A challenge for communists is finding ways to validate some gut feelings while at the same time providing techniques for critically assessing these feelings without asserting intellectual superiority. In our hypermediated environments, our enclaves, our malls, our desperation, in these setting our guts can go wrong (no wonder we are obese). Just like overdosing on sugar and fat can distort our guts, so can overdosing on ideology distort our perception (case in point, my unfortunate repetition of drug war rhetoric here). Guts can be wrong.
i like this topic, i often think about this idea. i guess what i would add is, it all depends on who is doing the intuiting, now doesn't it. i clearly get yer point about "common sense" and "intuition", i think some of my favorite work on this is by Drucilla Cornell, if i remember correctly. and she and others are right to make this point, however, i also think there is something to be said for doing some intuiting--i think hegel made a statement that this is a sign that thought is going on (or at least ideally); for example, i suspect the teabaggers are up to no good, i imagine many who read this blog might agree; [though there may be a kernel of truth in their rage]. so, i think that there may be times when it is appropriate to assert one's "intellectual superiority" over the feelings or thoughts of others--or maybe not intellectual superiority but rather superior assessment of a given situation, cuz sometimes yer just right, ya know, and well... the teabaggers are misguided. there is truth in this. of course "our guts can go wrong", but i maintain, we also need not fear (or evade) our intuition either. many great academic treatises begin with, "i suspect...",--afterall.

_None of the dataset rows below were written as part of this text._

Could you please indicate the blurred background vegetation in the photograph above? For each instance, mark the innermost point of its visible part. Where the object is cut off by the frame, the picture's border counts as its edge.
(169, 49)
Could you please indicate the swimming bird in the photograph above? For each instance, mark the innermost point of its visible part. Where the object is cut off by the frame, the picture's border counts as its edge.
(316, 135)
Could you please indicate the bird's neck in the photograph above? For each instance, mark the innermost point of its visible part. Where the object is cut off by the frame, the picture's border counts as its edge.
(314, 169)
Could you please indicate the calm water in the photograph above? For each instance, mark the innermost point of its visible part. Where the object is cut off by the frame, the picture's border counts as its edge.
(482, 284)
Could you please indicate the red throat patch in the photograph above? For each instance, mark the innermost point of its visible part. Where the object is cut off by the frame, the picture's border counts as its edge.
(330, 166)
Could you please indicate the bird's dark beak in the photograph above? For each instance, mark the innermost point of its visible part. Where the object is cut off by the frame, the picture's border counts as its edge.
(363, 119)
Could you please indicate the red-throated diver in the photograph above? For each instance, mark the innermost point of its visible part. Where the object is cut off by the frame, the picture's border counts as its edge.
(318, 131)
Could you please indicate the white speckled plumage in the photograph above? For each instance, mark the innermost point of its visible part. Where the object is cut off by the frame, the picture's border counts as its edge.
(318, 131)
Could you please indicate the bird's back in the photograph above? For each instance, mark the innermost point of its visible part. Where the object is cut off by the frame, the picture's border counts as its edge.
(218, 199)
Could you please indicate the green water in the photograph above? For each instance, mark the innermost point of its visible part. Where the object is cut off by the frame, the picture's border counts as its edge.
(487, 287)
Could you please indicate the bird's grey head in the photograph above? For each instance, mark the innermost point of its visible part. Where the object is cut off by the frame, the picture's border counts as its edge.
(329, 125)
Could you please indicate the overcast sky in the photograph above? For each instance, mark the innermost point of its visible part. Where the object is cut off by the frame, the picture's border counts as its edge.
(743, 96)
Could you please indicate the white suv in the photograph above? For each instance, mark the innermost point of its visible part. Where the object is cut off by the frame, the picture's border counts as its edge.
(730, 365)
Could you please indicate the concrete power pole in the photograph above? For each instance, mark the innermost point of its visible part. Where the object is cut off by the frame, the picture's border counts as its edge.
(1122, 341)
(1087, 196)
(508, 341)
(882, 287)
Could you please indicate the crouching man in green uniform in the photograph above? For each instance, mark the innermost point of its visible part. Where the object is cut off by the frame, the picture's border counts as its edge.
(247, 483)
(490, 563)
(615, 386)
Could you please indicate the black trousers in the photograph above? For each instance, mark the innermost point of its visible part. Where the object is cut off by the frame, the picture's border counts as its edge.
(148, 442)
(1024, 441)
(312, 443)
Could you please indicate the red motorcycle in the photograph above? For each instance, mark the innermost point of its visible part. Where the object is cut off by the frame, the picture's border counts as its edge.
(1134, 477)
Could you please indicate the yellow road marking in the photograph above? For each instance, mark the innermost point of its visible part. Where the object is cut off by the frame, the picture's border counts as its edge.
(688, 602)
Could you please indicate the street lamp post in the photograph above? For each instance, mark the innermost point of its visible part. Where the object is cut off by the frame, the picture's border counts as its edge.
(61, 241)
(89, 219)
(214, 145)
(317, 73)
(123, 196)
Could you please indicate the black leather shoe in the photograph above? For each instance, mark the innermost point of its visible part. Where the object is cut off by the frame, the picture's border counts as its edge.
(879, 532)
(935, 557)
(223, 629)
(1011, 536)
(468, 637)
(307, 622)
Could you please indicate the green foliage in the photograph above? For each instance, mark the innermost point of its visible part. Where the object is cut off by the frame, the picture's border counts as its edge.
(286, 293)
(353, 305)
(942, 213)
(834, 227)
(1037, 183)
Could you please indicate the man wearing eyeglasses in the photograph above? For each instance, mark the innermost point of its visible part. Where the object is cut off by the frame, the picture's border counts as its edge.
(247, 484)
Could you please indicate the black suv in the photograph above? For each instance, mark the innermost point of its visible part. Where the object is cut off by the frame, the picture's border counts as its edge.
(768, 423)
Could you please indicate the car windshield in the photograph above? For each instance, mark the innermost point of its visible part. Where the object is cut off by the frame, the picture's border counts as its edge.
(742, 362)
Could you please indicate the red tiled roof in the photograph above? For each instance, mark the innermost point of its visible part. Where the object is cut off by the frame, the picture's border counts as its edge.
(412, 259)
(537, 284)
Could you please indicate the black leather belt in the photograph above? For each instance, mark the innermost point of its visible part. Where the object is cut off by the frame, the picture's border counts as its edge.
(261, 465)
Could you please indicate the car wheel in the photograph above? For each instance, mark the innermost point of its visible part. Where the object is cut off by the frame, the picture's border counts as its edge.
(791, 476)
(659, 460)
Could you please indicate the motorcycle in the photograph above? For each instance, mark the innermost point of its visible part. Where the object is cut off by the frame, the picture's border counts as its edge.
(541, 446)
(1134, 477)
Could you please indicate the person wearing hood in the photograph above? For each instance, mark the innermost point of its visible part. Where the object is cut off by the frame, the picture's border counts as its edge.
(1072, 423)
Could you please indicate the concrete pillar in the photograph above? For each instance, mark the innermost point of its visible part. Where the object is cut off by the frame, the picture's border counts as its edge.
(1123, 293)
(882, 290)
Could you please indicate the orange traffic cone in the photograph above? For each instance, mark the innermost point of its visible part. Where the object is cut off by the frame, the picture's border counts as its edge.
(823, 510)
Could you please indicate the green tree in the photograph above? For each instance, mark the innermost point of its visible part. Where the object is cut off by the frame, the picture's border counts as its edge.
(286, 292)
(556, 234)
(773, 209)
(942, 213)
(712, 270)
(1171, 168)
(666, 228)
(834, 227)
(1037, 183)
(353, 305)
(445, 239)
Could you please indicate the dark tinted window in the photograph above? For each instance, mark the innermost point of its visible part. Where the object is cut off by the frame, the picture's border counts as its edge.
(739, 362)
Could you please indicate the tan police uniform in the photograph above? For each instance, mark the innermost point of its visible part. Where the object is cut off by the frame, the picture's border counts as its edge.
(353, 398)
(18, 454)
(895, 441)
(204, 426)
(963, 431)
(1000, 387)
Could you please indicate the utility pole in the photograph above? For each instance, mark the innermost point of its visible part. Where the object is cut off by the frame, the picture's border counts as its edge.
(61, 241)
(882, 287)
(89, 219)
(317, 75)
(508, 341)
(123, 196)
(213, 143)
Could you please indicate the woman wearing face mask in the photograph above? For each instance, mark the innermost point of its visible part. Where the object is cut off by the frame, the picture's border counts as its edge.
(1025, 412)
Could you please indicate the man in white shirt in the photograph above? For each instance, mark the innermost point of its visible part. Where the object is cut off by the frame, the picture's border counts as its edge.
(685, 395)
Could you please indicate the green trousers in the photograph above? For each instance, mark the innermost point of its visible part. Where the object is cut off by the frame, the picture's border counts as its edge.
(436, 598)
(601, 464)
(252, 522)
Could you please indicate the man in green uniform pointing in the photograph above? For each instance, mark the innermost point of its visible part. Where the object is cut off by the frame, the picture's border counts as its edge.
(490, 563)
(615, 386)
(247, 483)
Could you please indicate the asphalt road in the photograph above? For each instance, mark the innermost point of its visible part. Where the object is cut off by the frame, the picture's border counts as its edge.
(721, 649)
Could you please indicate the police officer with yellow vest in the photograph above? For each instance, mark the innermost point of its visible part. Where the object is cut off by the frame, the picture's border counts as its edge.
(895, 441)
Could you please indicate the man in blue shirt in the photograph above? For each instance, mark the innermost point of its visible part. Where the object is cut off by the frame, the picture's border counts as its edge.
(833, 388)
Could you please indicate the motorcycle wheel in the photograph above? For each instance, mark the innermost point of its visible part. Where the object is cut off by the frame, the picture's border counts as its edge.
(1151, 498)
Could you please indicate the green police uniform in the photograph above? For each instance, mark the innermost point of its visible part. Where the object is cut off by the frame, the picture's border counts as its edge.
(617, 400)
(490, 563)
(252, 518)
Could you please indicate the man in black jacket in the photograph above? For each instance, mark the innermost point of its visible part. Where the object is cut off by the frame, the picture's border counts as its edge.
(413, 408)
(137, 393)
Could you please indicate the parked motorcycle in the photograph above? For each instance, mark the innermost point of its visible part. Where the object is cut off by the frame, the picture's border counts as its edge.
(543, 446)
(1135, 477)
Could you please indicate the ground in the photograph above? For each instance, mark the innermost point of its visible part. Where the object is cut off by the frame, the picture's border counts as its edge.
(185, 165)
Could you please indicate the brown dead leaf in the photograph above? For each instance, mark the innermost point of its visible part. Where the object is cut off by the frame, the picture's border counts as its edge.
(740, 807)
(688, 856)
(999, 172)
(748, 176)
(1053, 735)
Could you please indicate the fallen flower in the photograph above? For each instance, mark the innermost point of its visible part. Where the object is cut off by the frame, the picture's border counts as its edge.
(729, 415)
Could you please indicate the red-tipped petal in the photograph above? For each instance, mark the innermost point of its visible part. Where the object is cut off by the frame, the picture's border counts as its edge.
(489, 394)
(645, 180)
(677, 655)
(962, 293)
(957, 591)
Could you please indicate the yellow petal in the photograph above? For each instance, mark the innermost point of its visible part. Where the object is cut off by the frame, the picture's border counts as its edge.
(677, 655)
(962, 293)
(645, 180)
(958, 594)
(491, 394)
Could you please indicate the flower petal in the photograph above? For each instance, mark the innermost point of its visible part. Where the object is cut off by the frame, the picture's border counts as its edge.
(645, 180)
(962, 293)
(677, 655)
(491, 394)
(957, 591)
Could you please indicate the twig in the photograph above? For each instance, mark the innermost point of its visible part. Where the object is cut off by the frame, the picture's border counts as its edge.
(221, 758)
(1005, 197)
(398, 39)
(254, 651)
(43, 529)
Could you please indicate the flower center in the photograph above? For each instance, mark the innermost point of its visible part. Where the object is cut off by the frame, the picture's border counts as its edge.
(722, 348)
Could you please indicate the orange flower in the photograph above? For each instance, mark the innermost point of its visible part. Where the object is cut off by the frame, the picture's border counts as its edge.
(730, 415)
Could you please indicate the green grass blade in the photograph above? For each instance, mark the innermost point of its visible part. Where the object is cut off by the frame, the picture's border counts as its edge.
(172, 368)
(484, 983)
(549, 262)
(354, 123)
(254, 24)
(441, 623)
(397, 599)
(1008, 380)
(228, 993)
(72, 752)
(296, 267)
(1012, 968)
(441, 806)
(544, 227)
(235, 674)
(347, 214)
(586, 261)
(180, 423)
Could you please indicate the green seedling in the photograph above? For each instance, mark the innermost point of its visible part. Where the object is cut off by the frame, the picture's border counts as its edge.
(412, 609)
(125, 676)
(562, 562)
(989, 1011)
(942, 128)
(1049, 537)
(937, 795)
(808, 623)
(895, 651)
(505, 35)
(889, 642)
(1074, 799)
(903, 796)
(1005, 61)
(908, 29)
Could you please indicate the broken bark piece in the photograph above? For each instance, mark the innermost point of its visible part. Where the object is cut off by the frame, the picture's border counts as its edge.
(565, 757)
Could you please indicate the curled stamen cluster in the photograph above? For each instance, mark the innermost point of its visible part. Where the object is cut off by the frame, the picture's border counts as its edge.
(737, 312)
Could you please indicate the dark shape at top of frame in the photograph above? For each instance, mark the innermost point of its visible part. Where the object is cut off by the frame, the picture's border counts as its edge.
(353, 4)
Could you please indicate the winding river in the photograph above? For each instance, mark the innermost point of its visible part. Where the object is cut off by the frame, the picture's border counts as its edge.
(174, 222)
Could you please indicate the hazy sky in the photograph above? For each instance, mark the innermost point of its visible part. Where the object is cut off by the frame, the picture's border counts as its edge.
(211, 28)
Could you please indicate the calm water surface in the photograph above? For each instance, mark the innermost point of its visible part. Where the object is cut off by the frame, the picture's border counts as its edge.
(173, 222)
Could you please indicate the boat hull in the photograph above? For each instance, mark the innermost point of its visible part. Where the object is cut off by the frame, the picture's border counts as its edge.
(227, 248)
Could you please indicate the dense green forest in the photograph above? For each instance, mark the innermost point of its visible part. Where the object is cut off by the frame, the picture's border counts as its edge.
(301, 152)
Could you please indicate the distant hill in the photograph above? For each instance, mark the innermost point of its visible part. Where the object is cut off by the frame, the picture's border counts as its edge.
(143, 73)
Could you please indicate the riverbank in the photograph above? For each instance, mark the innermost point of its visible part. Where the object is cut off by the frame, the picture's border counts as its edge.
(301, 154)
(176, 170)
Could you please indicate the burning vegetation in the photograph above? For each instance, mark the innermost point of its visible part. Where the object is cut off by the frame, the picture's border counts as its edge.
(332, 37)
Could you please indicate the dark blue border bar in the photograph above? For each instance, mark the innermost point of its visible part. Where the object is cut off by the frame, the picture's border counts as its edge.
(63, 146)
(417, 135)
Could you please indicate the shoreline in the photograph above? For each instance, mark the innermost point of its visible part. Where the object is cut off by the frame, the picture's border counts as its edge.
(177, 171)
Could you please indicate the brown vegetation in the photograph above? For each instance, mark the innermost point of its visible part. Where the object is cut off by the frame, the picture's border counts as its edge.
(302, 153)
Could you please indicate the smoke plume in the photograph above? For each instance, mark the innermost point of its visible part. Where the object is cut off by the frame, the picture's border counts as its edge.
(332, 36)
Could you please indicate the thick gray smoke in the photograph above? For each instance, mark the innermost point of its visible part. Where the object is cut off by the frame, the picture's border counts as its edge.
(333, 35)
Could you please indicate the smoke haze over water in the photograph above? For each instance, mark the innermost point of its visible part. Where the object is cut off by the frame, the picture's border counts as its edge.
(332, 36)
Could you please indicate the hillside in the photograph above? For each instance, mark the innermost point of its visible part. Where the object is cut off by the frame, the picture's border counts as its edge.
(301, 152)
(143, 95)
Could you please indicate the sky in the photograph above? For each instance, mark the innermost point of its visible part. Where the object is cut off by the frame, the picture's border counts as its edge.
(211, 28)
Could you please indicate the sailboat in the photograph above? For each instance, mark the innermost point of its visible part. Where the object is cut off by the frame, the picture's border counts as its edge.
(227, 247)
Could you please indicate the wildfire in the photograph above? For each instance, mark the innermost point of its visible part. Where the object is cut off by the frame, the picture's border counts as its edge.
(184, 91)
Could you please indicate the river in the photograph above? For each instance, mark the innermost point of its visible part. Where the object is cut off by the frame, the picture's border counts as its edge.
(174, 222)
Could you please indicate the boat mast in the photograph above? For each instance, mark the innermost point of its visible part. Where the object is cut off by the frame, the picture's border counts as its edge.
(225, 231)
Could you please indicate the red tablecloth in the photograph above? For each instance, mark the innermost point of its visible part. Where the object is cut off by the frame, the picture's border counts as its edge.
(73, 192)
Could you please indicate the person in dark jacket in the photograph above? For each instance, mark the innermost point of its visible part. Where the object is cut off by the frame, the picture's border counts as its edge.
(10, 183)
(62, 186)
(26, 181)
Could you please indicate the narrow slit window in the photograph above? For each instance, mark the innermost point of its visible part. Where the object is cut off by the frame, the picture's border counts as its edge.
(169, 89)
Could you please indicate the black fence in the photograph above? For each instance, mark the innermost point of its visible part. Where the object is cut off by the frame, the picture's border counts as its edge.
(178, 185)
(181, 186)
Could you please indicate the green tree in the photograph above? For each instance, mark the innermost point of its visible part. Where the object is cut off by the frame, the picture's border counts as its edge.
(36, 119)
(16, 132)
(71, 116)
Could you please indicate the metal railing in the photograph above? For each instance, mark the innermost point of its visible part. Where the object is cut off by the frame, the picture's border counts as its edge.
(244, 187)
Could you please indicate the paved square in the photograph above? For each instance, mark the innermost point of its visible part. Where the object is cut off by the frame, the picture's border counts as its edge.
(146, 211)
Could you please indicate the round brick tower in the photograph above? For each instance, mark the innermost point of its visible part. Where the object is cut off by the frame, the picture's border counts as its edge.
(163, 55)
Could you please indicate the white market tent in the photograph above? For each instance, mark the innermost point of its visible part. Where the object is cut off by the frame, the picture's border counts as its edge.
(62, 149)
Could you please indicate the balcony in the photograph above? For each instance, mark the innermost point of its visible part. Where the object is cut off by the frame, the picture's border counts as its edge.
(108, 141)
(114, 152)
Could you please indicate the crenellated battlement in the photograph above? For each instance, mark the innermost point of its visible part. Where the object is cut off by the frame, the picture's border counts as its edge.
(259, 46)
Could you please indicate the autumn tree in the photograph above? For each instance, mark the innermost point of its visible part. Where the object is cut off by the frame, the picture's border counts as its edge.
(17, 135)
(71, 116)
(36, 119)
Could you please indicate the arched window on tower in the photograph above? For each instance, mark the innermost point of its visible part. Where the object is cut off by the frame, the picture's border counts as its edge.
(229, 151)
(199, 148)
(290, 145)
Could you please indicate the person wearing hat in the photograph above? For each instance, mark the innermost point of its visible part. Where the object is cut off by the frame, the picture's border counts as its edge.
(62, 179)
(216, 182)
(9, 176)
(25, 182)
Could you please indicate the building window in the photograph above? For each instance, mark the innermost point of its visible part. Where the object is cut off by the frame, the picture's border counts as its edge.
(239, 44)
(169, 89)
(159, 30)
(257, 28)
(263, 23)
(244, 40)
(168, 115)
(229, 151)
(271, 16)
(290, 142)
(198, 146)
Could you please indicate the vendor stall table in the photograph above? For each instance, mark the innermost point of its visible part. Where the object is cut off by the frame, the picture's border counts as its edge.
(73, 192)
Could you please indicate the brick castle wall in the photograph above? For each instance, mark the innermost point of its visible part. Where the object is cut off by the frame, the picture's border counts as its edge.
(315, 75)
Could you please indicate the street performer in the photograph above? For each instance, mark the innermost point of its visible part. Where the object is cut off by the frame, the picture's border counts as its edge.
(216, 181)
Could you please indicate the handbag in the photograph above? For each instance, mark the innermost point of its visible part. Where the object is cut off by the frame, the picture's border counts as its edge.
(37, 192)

Posted by: Jocelyn | November 12, 2010 at 09:14 PM
what you have written on "feeling of gut" somehow reminds me of Kant's interesting work of "WHat is orientation in thinking?" There Kant starts with the question of how we orient ourselves geographically. We divide the horizon which sets the extent of our experience of earth to 4 directions of north south east west, yet Kant claims that before the difference of these directions “I must necessarily be able to feel a difference within my own subject, namely that between my right and left hands”. This internal feeling provides the means for making sense of one’s experience of the external world. If one were to ignore this feeling, this would mean a complete loss of orientation. It is an orienting feeling - something both internal and external. Both rooted in the subject and it also situates the subject in the world; its experience always exceeds the limits of inner subjectivity. In a sense then it necessarily involves the sense of commonness. So I think it is very interesting to consider whether and how we might formulate the gut feeling as an orienting feeling in this fashion.
By the way, Jodi hello from Istanbul.
Posted by: Demet Evrenosoglu | November 13, 2010 at 08:09 PM
Jocelyn--maybe the problem is with the separation between gut and intellect, as if there could be one without the other. The "I suspect" that appears as the first step in thinking, then, could be a marker of their merging.
Demet--great to hear from you! It was really fun talking to you in Istanbul and I hope we keep in touch. I love the way you draw out the feeling of handedness, the orientation feeling. How are you thinking about this with respect to commonness? That's an interesting move.